Issy Haimowitz in his early days was employed by Harry as his bookkeeper, who would go through his cheque book stubs and tell Issy what he paid and all the particulars of each and every deal from memory. Paragha, his Matabele chauffeur, driver and traveling companion was his righthand man and manager. After so many scores of years of working together they had built up an unique relationship. It is not known if Paragha could speak English but they certainly conversed in Matabele, which is virtually Zulu. As Harry could not read or write English he was said to be ignorant and illiterate. Quite the contrary for he had been a Yeshiva Bocher in the Old Country and was well versed in both Hebrew and Yiddish which he could read and write. He never married and his large estate was left to many charities.
In those years every general dealer would have men working at sewing machines making khaki shorts and other clothing items either in the shop itself or on the verandahs in good weather. Another particular aspect was that in clothing factories all the machinists would be young men, unlike in South Africa where women did this type of work. The majority of the clothing as well as the textile factories were owned by Jews. In the years just after WW-II import permits were required for American and other dollar-sourced goods. Funds on the other hand were available for any products provided from Sterling areas, Before the war many German and other Jews seeking asylum from the Nazis were able to enter South Africa and Southern Rhodesia. However when the low quotas set for these Immigrants were reached no more were allowed in. Fortunately the British Protectorates, e.g. Swaziland, Bechuanaland and Northern Rhodesia allowed a small number to enter and settle. There were a number from the Baltic States who went to Livingstone near the Victoria Falls, and Lusaka and Ndola.
Bulawayo Shul - 100 years of Jewish history goes up in smoke
A graphic description of the tragedy by fire which befell the Bulawayo Hebrew Congregation
and their synagogue on 4th October 2003 is in our Synagogues section.

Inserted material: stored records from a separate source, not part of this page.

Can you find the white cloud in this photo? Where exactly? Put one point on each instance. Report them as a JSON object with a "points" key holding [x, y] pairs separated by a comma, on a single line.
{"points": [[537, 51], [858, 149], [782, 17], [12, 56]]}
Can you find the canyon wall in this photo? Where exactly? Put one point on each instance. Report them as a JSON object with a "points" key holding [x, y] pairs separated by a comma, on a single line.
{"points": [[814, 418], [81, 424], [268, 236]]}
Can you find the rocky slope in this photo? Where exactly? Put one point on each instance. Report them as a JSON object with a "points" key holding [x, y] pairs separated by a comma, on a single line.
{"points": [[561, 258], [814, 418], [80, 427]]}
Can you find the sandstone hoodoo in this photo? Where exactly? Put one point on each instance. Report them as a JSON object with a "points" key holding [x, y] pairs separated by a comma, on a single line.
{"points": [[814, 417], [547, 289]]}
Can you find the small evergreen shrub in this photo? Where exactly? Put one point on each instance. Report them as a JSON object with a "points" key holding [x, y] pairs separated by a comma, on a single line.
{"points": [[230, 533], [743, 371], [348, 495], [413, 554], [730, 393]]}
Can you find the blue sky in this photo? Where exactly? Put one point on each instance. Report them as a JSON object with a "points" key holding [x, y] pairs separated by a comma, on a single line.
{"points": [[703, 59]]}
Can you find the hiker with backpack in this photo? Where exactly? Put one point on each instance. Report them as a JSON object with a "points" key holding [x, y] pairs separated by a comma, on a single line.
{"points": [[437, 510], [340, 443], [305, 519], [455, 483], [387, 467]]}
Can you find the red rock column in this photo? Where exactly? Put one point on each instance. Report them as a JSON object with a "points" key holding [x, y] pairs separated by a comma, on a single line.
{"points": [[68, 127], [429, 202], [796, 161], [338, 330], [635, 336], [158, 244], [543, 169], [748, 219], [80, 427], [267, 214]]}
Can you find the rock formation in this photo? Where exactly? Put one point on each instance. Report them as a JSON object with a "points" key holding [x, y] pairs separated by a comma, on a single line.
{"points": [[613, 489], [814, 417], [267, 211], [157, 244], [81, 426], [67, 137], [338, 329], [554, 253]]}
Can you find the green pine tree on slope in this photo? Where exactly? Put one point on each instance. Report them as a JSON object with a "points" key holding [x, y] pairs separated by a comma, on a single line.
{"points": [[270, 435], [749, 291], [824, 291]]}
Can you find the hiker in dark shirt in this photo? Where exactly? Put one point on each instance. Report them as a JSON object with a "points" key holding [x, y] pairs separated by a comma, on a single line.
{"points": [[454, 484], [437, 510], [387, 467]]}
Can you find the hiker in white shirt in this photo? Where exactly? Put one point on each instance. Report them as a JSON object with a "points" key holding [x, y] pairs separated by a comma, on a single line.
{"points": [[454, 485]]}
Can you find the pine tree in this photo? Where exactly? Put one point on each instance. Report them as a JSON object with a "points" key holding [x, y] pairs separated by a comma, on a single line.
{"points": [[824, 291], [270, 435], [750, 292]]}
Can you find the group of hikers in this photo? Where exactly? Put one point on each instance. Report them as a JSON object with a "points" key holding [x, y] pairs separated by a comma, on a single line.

A list of names compiled by Manfred Schwartz
This list covers the period April 1949 to December 1956.
Arcade Outfitters: Kaplan and his brother
Barnet and Harris Furniture Dealers
Economy Stores: P Eagle, manager
Major Harold Ellenbogen: Furniture
Fredman Bros Wholesalers
Grahame Kadey Pharmacist
Bennie Lobel and Brothers: Biscuit Factory
Lobel Bros Bakeries
Essanel Chocolate & Sweet Factory, S? and Lepar
S. Rabinowitz and son, Clem, Bulawayo Clothing
S. Rabinowitz Manufacturers Agents
M. & E. Solomon Clothing
Phil Taub / Modern Motors (General Motors distributors)
A. Zipper Clothing
Harry Shur (well known skin and hide dealer from early days )and
friend of Meikle (string of shops and hotels) who stipulated in his will that
H. Shur should enjoy at any and all his hotels free accommodation for life.
He had a large site out at the industrial sites, (the boundary fence was composed
of hessian woven cloth, nothing was ever stolen from his yard) where he stored
bones and horns, the pile had accumulated over scores of years. Eventually in about 1950 some Rumanian industrialists interested in glue factories bought the mountain paying at that time the unheard of figure of £25,000.00 stg.